郑妈妈心头更慌,虽说公主才是这公主府的主人,可这驸马也不是自己能得罪的起的人,到时驸马迁怒到自己头上,那可怎么办才好?好在王安睿已经收回眼光:“既如此,你们送姑娘回房吧。”
郑妈妈松了一口气,刚要扶着王璩继续走,王璩已经大声地道:“父亲,女儿有话想和父亲说,还请父亲等女儿一会。”郑妈妈额头上的汗这时已经滴滴答答地掉下来了,大过年的,难道自己这条命就交代在这里了?

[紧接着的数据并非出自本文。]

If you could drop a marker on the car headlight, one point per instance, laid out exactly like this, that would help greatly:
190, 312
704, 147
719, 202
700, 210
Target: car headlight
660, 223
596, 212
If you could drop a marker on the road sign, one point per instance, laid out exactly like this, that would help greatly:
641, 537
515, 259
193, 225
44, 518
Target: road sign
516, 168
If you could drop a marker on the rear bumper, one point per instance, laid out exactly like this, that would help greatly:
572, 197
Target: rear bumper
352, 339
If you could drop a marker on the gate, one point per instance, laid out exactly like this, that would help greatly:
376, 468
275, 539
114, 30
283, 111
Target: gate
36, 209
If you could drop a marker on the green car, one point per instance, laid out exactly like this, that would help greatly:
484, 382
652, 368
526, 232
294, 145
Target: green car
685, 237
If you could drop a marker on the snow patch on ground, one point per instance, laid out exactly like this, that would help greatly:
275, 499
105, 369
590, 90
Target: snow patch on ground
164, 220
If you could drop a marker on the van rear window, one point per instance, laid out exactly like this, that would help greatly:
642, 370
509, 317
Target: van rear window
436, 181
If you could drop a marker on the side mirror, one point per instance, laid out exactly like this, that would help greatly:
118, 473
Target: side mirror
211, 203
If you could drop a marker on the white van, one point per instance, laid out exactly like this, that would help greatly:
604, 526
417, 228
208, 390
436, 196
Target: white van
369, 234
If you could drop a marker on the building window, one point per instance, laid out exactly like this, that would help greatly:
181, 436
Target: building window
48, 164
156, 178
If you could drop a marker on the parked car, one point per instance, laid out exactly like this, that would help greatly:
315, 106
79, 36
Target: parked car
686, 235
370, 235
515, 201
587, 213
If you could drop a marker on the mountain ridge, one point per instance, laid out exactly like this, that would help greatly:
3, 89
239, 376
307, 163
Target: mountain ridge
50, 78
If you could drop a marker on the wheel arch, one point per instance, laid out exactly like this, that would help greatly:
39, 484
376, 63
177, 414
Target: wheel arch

王安睿愣了一下,看向王璩的眼神不复方才那样的急切,带了几分奇怪和疏离:“你有什么话让下人们来说就好,缺了什么吃的玩的穿的让管家们去寻就是,我毕竟只是你的父亲,比不得……”王安睿的话让王璩的心再次坠到了谷底,但她很快就走上前拉住王睿的胳膊,眼里全是孺慕之色:“父亲。”
也许是王璩面上的神色让王睿软化了,他轻轻叹息:“好吧,不过只有一刻。”说完王安睿就转身往里面走,跟在王安睿旁边的管家急忙出声:“驸马,公主还在宫里等您。”王睿回头淡淡看管家一眼:“让公主稍等片刻也没关系。”